National murder rates see
Published 12:00 am Sunday, January 9, 2000
lowest level in 30 years
By MICHELLE J. WILSON
Pike County is not the only place where homicides are in decline. The decreasing homicide rate here follows a nationwide trend, according to the U.S. Department of Justice.
With the largest cities leading the way, the nation’s murder rate in 1997 fell to its lowest level in three decades, said "Homicide Trends in the United States," which is published by the Bureau of Justice Statistics.
Much of the decline was in those cities with more than one million inhabitants, where the rate fell from 35.5 per 100,000 population in 1991 to 20.3 per 100,000 in 1998, the report said. The sharp increase in homicides in the late 1980s and much of the subsequent decline are attributed to a rise and fall in gun violence by juveniles and young adults. Despite the encouraging improvement since 1992, the levels of gun homicides by juveniles and young adults are well above those of the mid-’80s.

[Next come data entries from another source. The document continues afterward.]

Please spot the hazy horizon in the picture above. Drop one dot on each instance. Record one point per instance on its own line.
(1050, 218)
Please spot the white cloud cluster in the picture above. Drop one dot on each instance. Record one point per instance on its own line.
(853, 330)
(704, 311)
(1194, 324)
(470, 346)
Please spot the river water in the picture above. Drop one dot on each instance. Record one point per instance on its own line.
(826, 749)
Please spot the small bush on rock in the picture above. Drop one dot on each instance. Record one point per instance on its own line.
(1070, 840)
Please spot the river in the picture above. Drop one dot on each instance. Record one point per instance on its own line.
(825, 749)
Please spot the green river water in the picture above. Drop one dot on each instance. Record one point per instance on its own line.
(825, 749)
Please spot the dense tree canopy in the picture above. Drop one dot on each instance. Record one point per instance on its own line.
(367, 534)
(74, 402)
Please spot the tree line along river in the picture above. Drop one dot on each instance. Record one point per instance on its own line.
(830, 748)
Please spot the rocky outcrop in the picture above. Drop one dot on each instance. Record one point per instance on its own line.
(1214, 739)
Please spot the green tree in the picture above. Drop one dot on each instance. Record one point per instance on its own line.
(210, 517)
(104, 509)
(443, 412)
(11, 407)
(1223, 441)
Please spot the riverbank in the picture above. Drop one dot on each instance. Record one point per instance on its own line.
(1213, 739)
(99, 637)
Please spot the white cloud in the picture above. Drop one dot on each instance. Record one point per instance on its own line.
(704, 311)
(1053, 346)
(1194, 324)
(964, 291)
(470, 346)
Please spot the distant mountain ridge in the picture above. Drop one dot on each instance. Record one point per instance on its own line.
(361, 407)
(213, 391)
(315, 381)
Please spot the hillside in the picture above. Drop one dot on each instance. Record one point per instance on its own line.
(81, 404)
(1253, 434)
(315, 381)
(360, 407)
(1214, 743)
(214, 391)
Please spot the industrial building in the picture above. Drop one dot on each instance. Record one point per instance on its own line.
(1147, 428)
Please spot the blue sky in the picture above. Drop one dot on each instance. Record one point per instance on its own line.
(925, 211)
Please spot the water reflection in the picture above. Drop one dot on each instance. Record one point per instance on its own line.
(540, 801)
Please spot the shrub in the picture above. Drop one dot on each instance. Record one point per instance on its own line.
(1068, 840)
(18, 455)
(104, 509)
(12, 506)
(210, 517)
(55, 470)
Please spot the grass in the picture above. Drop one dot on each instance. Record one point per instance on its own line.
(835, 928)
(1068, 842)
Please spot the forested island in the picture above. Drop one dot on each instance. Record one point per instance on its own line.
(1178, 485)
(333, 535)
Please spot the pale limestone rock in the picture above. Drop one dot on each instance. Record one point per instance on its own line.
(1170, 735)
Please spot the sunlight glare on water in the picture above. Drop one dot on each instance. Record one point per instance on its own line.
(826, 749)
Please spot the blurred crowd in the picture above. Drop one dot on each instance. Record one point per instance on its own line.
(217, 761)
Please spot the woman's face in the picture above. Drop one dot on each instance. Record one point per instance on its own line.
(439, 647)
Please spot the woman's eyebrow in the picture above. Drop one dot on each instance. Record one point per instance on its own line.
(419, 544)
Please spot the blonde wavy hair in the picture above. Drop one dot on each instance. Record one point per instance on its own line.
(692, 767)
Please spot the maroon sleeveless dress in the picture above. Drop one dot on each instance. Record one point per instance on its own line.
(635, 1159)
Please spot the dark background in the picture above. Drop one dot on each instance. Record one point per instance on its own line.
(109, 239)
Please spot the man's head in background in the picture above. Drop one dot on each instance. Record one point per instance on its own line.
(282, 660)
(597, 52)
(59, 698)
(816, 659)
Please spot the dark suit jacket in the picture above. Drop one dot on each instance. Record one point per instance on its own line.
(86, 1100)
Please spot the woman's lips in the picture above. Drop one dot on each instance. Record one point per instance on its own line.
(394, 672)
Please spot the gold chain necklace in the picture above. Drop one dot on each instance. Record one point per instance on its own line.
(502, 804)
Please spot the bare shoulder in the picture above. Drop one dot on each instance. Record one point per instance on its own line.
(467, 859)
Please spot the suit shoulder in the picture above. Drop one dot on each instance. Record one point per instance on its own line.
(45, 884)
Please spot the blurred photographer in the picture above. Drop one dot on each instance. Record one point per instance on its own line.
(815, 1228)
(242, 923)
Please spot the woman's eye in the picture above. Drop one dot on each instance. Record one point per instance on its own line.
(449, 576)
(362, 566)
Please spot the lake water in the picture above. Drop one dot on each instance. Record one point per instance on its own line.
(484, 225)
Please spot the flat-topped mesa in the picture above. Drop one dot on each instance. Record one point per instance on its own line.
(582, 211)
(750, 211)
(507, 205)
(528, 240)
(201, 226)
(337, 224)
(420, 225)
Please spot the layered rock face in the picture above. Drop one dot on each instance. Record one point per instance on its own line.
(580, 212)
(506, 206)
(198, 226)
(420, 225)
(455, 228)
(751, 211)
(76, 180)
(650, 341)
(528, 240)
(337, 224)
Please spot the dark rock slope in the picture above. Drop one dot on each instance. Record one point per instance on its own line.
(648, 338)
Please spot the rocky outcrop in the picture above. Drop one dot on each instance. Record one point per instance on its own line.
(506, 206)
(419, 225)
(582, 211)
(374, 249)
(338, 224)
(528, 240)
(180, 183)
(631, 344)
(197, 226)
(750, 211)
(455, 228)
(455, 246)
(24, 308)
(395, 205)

"Homicide is of interest not only because of its severity but also because it is fairly reliable barometer of all violent crime," according to a justice department spokesman. "At a national level, no other crime is measured as accurately and precisely."
Although the murder rate is in decline, members of the Troy Police Department are concerned about the high number of property crimes reported last year, said Chief Anthony Everage.
This is where the department plans to focus its efforts in the new year, Everage said.
"We’re fixing to start a neighborhood watch program once we move back into the Public Safety Building," he said.